In the case of Gertz, the Mexican attorney general purportedly spent 109 million pesos (about $5 million) on cars, transfers, and cash and checks in just one year alone.

According to the FIU, between 2014 and 2015, Gertz’s “purchase of 122 luxury vehicles for 109,775,399 pesos was detected, consisting mostly of Mercedes-Benz and one Rolls-Royce that stands out.” 

The car payments were reportedly made 75 percent by bank transfer, 21 percent by personal check, 3 percent in cash and 1 percent in credit cards.

Likewise, the FIU found that Gertz transferred 103 million euros to an account in Spain in 2013 and repeated shipments of more than 4 million pesos at a time to a Wells Fargo account under his daughter’s name said to be “credits for expenses”  throughout 2014. Gertz apparently received $4 million from a Bank of America account and another $37,000-plus  from the University of the Americas throughout this same time frame.

All in all, between 2013 and 2021, Gertz received nearly 40 million pesos in transfers to his personal accounts and cash withdrawals of 737,000 pesos from 2003 until now.

The FGR head reportedly declined to make a statement to the press on this issue.

On Nieto’s end, the FIU’s investigation into its former head found the official had acquired four properties and a car totaling in worth of 40 million pesos over the course of 25 months, all prompted by an anonymous tip on Thursday, Dec. 2, about Nieto’s supposed illegal enrichment.

Prior to his stint at the FIU, Nieto made little money as an attorney at the Office of the Special Prosecutor for Electoral Crimes (Fepade).
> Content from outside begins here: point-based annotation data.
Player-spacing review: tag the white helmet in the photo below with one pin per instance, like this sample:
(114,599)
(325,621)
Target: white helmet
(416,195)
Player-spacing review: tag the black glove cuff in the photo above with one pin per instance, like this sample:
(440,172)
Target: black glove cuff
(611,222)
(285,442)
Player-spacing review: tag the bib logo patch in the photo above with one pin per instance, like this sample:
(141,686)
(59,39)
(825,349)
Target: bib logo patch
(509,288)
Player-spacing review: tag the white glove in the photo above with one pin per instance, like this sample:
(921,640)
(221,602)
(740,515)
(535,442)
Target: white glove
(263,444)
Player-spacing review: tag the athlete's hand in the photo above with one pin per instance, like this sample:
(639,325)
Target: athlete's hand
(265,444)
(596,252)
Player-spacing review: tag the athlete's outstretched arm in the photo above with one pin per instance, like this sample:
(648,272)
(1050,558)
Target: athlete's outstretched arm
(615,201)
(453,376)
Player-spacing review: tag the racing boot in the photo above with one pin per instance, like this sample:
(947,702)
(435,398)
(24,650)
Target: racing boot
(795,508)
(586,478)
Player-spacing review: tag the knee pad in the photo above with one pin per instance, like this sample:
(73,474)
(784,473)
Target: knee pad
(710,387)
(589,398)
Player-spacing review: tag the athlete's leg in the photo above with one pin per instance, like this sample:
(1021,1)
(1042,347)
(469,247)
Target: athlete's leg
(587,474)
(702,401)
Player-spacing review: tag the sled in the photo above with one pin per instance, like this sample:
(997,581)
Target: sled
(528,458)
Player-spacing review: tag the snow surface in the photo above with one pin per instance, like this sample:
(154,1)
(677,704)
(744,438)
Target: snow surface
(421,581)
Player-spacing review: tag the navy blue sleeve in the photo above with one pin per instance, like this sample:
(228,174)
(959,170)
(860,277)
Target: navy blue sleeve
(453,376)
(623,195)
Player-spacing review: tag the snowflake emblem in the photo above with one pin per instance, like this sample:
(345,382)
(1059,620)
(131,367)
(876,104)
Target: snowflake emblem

Once ascending to the FIU, the official had a net annual salary of only 107,358 pesos, leaving many questioning his ability to purchase more than 40 million pesos worth of property. 

One such property – a $24 million peso house in Álvaro Obregón – Nieto claimed he bought with his wife under a mortgage to be paid off over the course of 20 years, though revealed little else about the other properties found by the FIU under his name.

This is not Nieto’s first financial controversy: The former FIU boss lost his post after reports of his extravagant wedding ceremony in Guatemala made headlines.